Google Groups no longer supports new Usenet posts or subscriptions. Historical content remains viewable.
Dismiss

Iterator class to allow self-restarting generator expressions?

15 views
Skip to first unread message

John O'Hagan

unread,
Mar 1, 2009, 10:20:28 AM3/1/09
to pytho...@python.org
Inspired by some recent threads here about using classes to extend the
behaviour of iterators, I'm trying to replace some some top-level functions
aimed at doing such things with a class.

So far it's got a test for emptiness, a non-consuming peek-ahead method, and
an extended next() which can return slices as well as the normal mode, but
one thing I'm having a little trouble with is getting generator expressions
to restart when exhausted. This code works for generator functions:

class Regen(object):
"""Optionally restart generator functions"""
def __init__(self, generator, options=None, restart=False):
self.gen = generator
self.options = options
self.gen_call = generator(options)
self.restart = restart

def __iter__(self):
return (self)

def next(self):
try:
return self.gen_call.next()
except StopIteration:
if self.restart:
self.gen_call = self.generator(self.options)
return self.gen_call.next()
else:
raise

used like this:

def gen():
for i in range(3):
yield i

reg = Regen(gen, restart=True)

I'd like to do the same for generator expressions, something like:

genexp = (i for i in range(3))

regenexp = Regen(genexp, restart=True)

such that regenexp would behave like reg, i.e. restart when exhausted (and
would only raise StopIteration if it's actually empty). However because
generator expressions aren't callable, the above approach won't work.

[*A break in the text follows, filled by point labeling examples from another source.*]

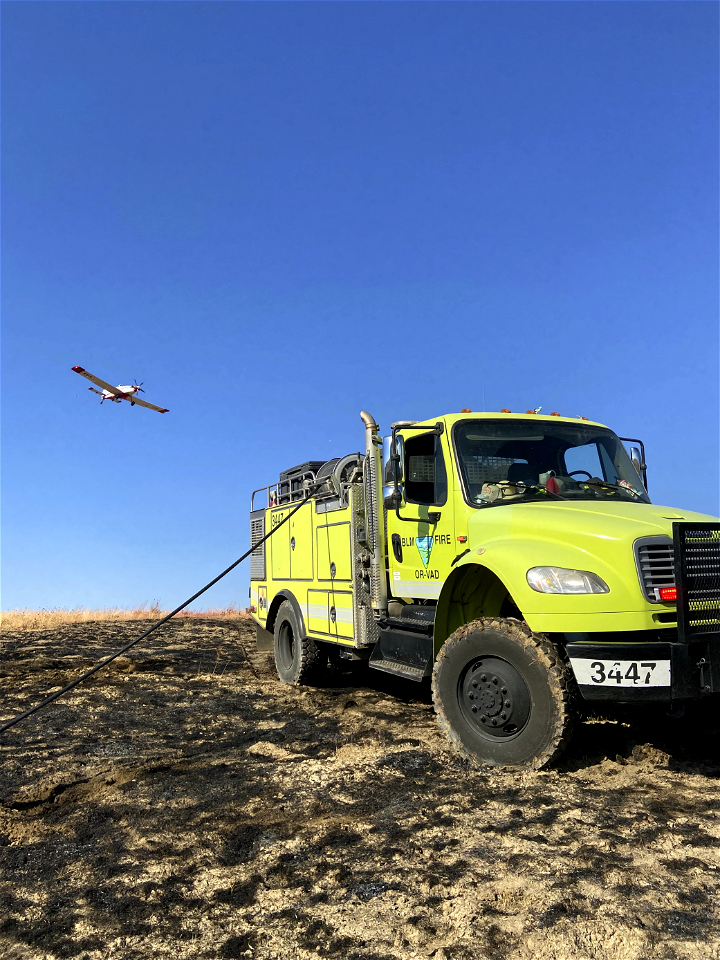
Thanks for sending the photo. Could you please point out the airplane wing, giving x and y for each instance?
(150, 406)
(98, 382)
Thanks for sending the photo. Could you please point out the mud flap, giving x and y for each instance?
(265, 641)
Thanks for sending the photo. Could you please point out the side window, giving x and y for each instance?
(584, 458)
(425, 476)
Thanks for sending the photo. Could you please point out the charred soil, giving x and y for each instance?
(184, 803)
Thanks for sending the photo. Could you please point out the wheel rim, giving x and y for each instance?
(286, 645)
(494, 698)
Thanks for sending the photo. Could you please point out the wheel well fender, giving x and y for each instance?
(470, 592)
(277, 601)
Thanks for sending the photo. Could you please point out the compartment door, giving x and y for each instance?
(301, 544)
(279, 546)
(318, 611)
(334, 555)
(341, 614)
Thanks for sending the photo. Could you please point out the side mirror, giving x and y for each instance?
(391, 499)
(636, 461)
(392, 472)
(392, 461)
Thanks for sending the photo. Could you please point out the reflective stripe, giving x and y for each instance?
(416, 588)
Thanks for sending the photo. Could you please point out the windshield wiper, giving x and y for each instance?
(514, 499)
(597, 482)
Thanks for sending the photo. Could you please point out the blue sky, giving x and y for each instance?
(278, 214)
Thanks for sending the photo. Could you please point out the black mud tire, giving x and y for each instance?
(297, 661)
(475, 664)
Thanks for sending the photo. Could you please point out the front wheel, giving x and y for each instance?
(502, 694)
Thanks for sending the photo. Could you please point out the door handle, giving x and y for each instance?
(397, 547)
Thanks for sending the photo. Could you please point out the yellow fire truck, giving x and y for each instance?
(514, 559)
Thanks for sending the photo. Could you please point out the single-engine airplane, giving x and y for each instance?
(116, 394)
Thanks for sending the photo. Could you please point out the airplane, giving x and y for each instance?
(116, 394)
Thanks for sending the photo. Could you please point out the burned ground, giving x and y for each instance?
(183, 803)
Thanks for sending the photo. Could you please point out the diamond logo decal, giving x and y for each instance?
(424, 545)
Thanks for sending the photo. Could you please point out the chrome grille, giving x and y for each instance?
(654, 557)
(257, 557)
(698, 566)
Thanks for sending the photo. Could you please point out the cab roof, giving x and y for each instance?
(453, 418)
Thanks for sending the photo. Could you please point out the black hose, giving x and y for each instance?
(104, 663)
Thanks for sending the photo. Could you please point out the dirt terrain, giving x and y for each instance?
(183, 803)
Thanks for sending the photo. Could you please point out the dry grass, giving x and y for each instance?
(48, 619)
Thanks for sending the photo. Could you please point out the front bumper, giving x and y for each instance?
(637, 672)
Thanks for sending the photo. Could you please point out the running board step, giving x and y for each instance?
(405, 653)
(399, 669)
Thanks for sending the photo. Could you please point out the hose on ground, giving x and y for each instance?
(118, 653)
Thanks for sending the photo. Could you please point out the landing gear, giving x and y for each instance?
(503, 694)
(298, 661)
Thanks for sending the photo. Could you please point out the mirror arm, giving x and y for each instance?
(643, 465)
(433, 516)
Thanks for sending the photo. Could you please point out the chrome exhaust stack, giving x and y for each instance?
(374, 519)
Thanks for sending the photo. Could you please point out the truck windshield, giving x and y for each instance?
(502, 461)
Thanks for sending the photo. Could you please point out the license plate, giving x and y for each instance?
(622, 673)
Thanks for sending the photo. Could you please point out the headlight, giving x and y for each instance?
(559, 580)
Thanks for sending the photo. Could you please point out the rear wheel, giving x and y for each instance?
(298, 661)
(503, 694)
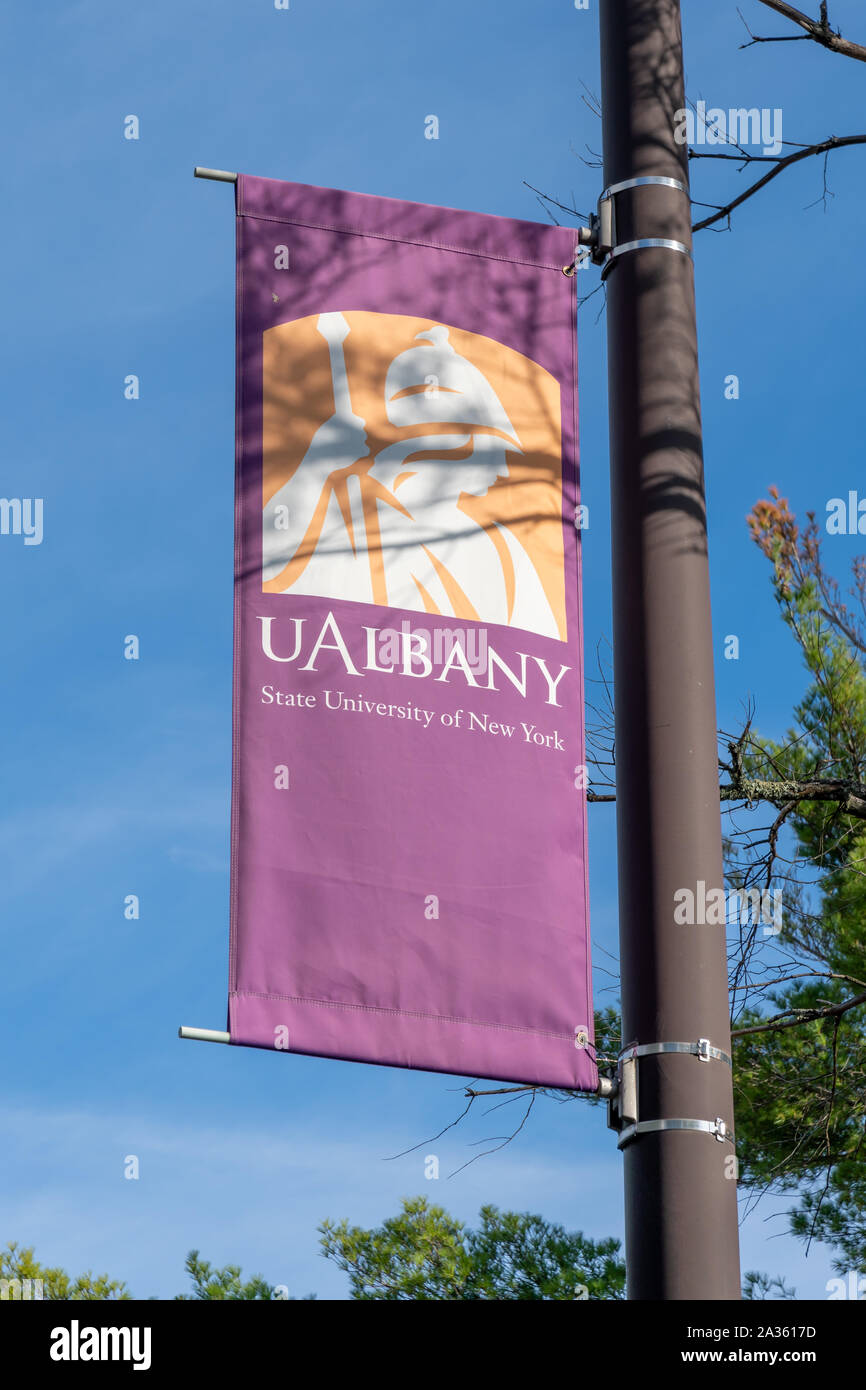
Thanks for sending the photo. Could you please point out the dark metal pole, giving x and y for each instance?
(680, 1186)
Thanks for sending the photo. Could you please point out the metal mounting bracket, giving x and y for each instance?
(623, 1109)
(599, 239)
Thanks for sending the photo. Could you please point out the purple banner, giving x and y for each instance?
(409, 865)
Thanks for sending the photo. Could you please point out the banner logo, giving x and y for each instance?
(413, 464)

I suppose I could convert expressions to functions like:

def gen():
genexp = (i for i in range(3))
for j in genexp:
yield j

but that seems tautological.

Any clues or comments appreciated.

John

Mark Tolonen

unread,
Mar 1, 2009, 11:39:46 AM3/1/09
to pytho...@python.org

"John O'Hagan" <rese...@johnohagan.com> wrote in message
news:200903011520....@johnohagan.com...

> Inspired by some recent threads here about using classes to extend the
> behaviour of iterators, I'm trying to replace some some top-level
> functions
> aimed at doing such things with a class.
>
> So far it's got a test for emptiness, a non-consuming peek-ahead method,
> and
> an extended next() which can return slices as well as the normal mode, but
> one thing I'm having a little trouble with is getting generator
> expressions
> to restart when exhausted. This code works for generator functions:

[snip code]

The Python help shows the Python-equivalent code (or go to the source) for
things like itertools.islice and itertools.icycle, which sound like what you
are re-implementing. It looks like to handle generators icycle saves the
items as they are generated in another list, then uses the list to generate
successive iterations.

-Mark


Gabriel Genellina

unread,
Mar 1, 2009, 11:54:21 AM3/1/09
to pytho...@python.org
En Sun, 01 Mar 2009 13:20:28 -0200, John O'Hagan <rese...@johnohagan.com>
escribió:

> Inspired by some recent threads here about using classes to extend the
> behaviour of iterators, I'm trying to replace some some top-level
> functions
> aimed at doing such things with a class.
>
> So far it's got a test for emptiness, a non-consuming peek-ahead method,
> and
> an extended next() which can return slices as well as the normal mode,
> but
> one thing I'm having a little trouble with is getting generator
> expressions
> to restart when exhausted. This code works for generator functions:

[...]

> I'd like to do the same for generator expressions, something like:
>
> genexp = (i for i in range(3))
>
> regenexp = Regen(genexp, restart=True)
>
> such that regenexp would behave like reg, i.e. restart when exhausted
> (and
> would only raise StopIteration if it's actually empty). However because
> generator expressions aren't callable, the above approach won't work.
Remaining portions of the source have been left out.